Finding Similar Data Using SQL Server Integration Services

SQL Server 2005 Integration Services (SSIS) introduces two new

tools designed for Data Warehousing, but their uses are far more than just

warehousing. Fuzzy Lookups and Fuzzy Grouping can both improve quality of data.

Fuzzy lookups is designed to correct errors in lookup tables such as

misspelling in cities or states. Fuzzy grouping finds duplicates in datasets. The

hospital where I work strives to identify and merge duplicates to improve and

maintain one complete electronic medical record for each patient. We have been

using the fuzzy grouping tool for the past 6 months.

The concept of fuzzy grouping is not new; many have used

probabilistic linkage of datasets to find duplicates and related records in

other datasets (for more info visit http://www.utcodes.org/Linkage/description.htm).

Few commercial probabilistic linkage packages are available and they are

expensive. With SSIS we now have a free tool to do probabilistic linkages.

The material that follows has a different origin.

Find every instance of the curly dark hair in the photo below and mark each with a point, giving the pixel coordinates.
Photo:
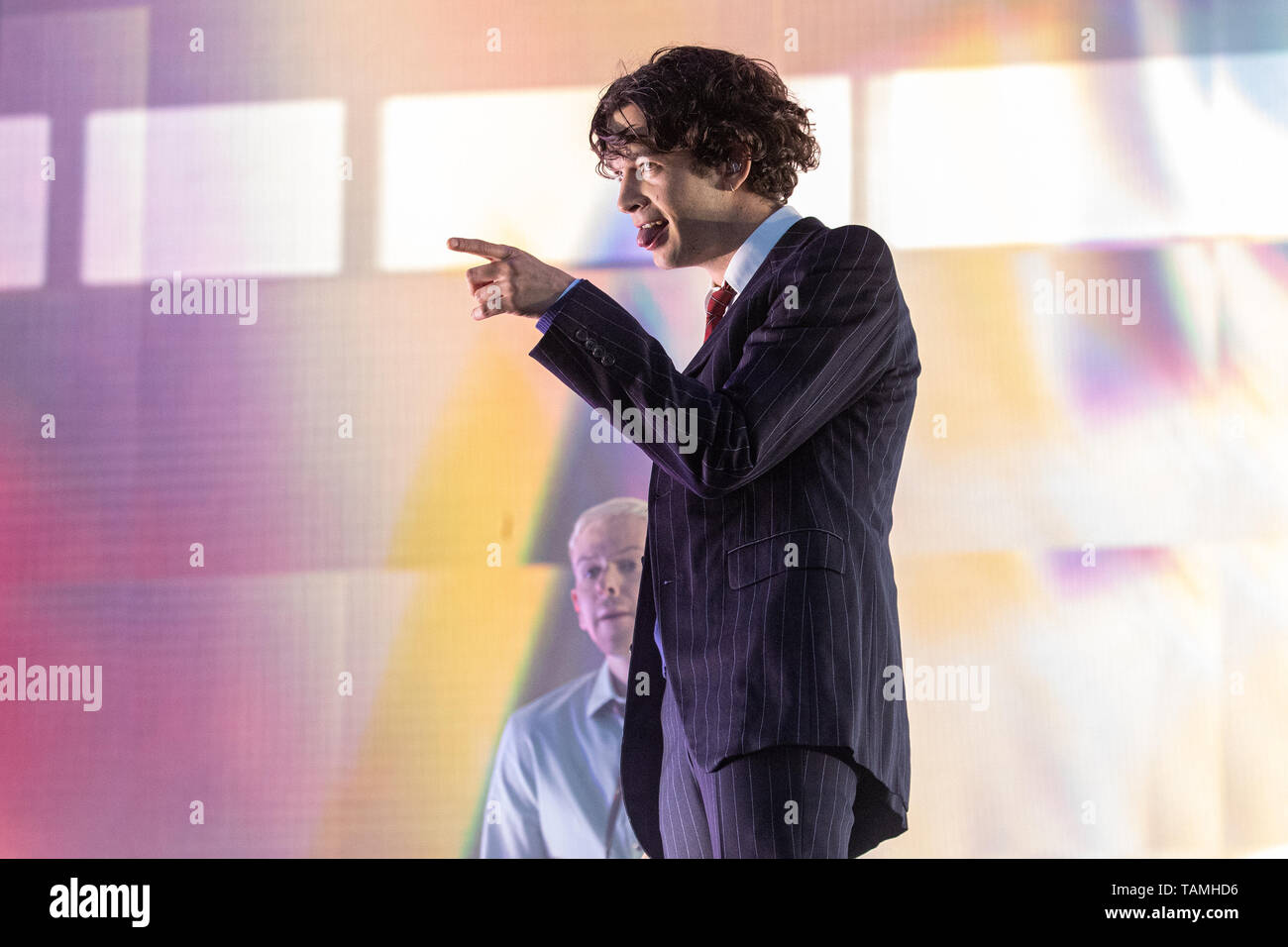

Fix the SSIS executables first

First install service pack 2 or the memory leak fix http://support.microsoft.com/kb/912423/. This fix resolves many memory issues when using record sets with over 1 million records, but there are still issues with more than 4 million records. Fuzzy grouping is memory and processor intensive so running SSIS on a server separate from the databases is recommended. On a 1.8 GHZ Pentium IV with 512 MB. My tests running an 800,000 record dataset took 5 hours. Adding another 512MB reduced the run time to 2 hours.

Define A Dataset

Open Visual Studio and start a BI project then define an OLE DB Source dataset. Any definable dataset may be grouped, but as many temporary tables are created, you must have a connection to a SQL Server and be a user with permission to create tables. Also limiting your dataset to the fields to be used for grouping and a primary key will increase performance. Be wary of data types as many are not supported and datetime fields must be transformed to varchar.

Add A Fuzzy Grouping Step

Next add a Fuzzy Grouping package. Define the fields that identify

the duplicates. Fields such as First Name, Last Name, Gender, and Date of Birth

will prove sufficient to find duplicates. Fields with high discerning power

such as Social Security number will improve accuracy and should be given a

higher weight. A primary key should also be used as a pass-through in the

dataset to aid in future joins of the result set. Define the type of grouping, either exact (data must be equal) or fuzzy (data is compared to determine similarity). The fuzzy grouping allows you to choose further options to ignore cases, punctuation, kana, non-spacing

characters, character width or symbols.

Minimum Similarities

Minimum Similarities should be defined for each field. These

thresholds define how closely you want each of the values to correspond. Minimum

similarities are between 0 and 1. Where 1 means the values are exact and 0 means

review everything. Setting a higher minimum similarity will speed the matching

process. Minimum similarities are very dependent on data and the number of

matches, and match quality will depend on these values. Setting minimum similarities

too high will result in only closer to exact records being found. So you may

need some experimentation to determine the best thresholds to use. For example,

I like my dates of birth (dob) to be close, but I realize that data entry

errors skew dates, so I set a threshold of .20 for dob. In the example below May 12 1972 is

compared against May 12 1971 and the similarity score is .84 so it would make the cut. If unsure run some tests with no minimum similarities and review your resulting _similarity fields for each field. Take some averages and review the matches to determine what a good match is, then set your threshold at this level.

Minimum Thresholds

An overall minimum threshold must also be set. I have found that matches with my data get weak after .80. So I set my minimum overall threshold at .80. Again this is dependent on your data, accuracy of entry staff and how closely you want/need your records to match.

Define the Destination

The last step sets an OLE DB destination and either creates

a new table or uses existing and matches the output fields in the fuzzy

grouping step.

The outcome of the grouping will give a _key_in which is the

unique key of the first table, a key_out field that identifies the unique

groups, the _similarity_fieldname and the _score field that is the average of

the _similarity_fieldname. The _score field is between 0 and 1 where a 0 is no

similarity and 1 is exact.

Running the following dataset through the grouping:

Here is the sample input data:

And here are the outputs:

Here it grouped the first 3 records together and the last 3 together. Note it did not choose the correct name in grouping one, it simply noted that they are all the same. So if you want the "correct" person, as we did for the hospital, you will need a human to review the results. In our hospital database of over 1.4 million records we found over 5000 duplicates. Unfortunately the nature of the business requires us to review each of the dataset and pull medical records, so an automated merge process is out of the question. But Fuzzy Grouping has proved to be a very valuable tool and has given us many useful reports.